I've done some more digging on this for those interested. So yes the theta values do indeed loop back around. However, this is why they have multiple values of theta in equation 15. Up to d/2 unique values of theta. Theta_i is defined as 10,000 ^ -2(i-1)/d. So this set of angles vary logarithmically across the dimensions of the embedding vector. Because the exponential term scales with d and 10,000 is a large base, it would have to be an extremely long sequence of values before things start to 'loop back around' as a whole. What exactly that sequence length is? Not sure.
Great explanation, thank you! In practice, how many times can an embedding be rotated before doing a 360º rotation? I guess that should be the maximum sequence length that the model can deal with before increasing the loss?

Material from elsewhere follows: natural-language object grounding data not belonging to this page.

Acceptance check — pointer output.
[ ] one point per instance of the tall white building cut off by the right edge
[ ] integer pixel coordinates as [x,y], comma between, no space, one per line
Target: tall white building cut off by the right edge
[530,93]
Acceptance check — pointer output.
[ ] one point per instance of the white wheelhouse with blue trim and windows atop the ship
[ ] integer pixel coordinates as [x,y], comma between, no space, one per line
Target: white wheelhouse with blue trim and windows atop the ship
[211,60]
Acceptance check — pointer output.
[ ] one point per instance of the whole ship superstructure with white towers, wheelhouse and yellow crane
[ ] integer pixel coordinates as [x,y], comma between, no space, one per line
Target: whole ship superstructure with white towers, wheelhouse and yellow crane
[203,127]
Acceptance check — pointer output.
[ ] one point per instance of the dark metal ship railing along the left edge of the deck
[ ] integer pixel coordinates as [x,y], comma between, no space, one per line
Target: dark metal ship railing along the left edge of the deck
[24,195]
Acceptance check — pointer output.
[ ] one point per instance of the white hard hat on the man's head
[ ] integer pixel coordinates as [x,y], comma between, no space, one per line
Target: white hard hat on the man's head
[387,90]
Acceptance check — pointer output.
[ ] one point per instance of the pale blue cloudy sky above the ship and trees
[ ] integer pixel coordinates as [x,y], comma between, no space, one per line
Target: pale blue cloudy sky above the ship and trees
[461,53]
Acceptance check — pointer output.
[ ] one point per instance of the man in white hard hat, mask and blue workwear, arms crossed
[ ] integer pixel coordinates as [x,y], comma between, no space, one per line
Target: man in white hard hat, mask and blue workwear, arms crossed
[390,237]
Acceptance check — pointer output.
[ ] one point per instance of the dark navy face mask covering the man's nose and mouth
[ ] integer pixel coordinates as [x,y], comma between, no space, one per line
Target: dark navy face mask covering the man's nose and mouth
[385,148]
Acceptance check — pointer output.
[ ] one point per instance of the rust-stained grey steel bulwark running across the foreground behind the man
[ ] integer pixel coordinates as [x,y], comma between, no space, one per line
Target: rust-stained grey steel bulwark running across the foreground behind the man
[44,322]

In this case, it depends on theta. The way they formalize theta is so it's in terms of the embedding dimension and so that the max value is never greater than a theta of 360º. So, there will never be a 360º rotation according to their theta parameterization.
But how many rotations are there for a specific embedding?
@@Skinishh In case of a d dimensional embedding, the rotation size, theta = 10000^(-2(i-1)/d) where i is in [0, d]. So, the smallest largest rotation size is 10000^(-2(i-1)/d) will tend to 10000^-2 which is 1/sqrt(10000) = 1e-8. The largest rotation size is about 1 (when i = 0). So, the largest rotation will only ever be 1 while the smallest rotation will be 1e-8, this is kind of the step size. This means for a specific embedding, it rotates anywhere in between 1e-8 and 1 radians. It never does a full rotation.
I am trying to understand how many positions can be encoded with this kind of rotary embeddings 🤔
@@Skinishh Since a rotation is continuous, then theoretically infinite.
It seem like what you say around 15 minutes mark about the r = m-n is just how ALiBi works right? It just ALiBi will add another m variable
Amazing man... Thanks a lot.
What's the software you're using to view & mark up the pdf, and to sketch on the right hand side of the video?
I'm using the default Samsung notes app and split my screen into two to get one page with the PDF and the other page with the paper. Nothing too special as this app has got everything I need in it and I haven't found a better free alternative.
How does this compare with relative position embeddings?
These are relative positional embeddings as they are relative to the token in focus.
Got it. Are they the SOTA relative positional encoding?
@@Skinishh They're one of the most widely used positional encodings, but they run into the exact same pitfalls as absolute positional encodings. That is, the extrapolation issue. Alibi or a different type of positional encoding scheme would probably be better to use.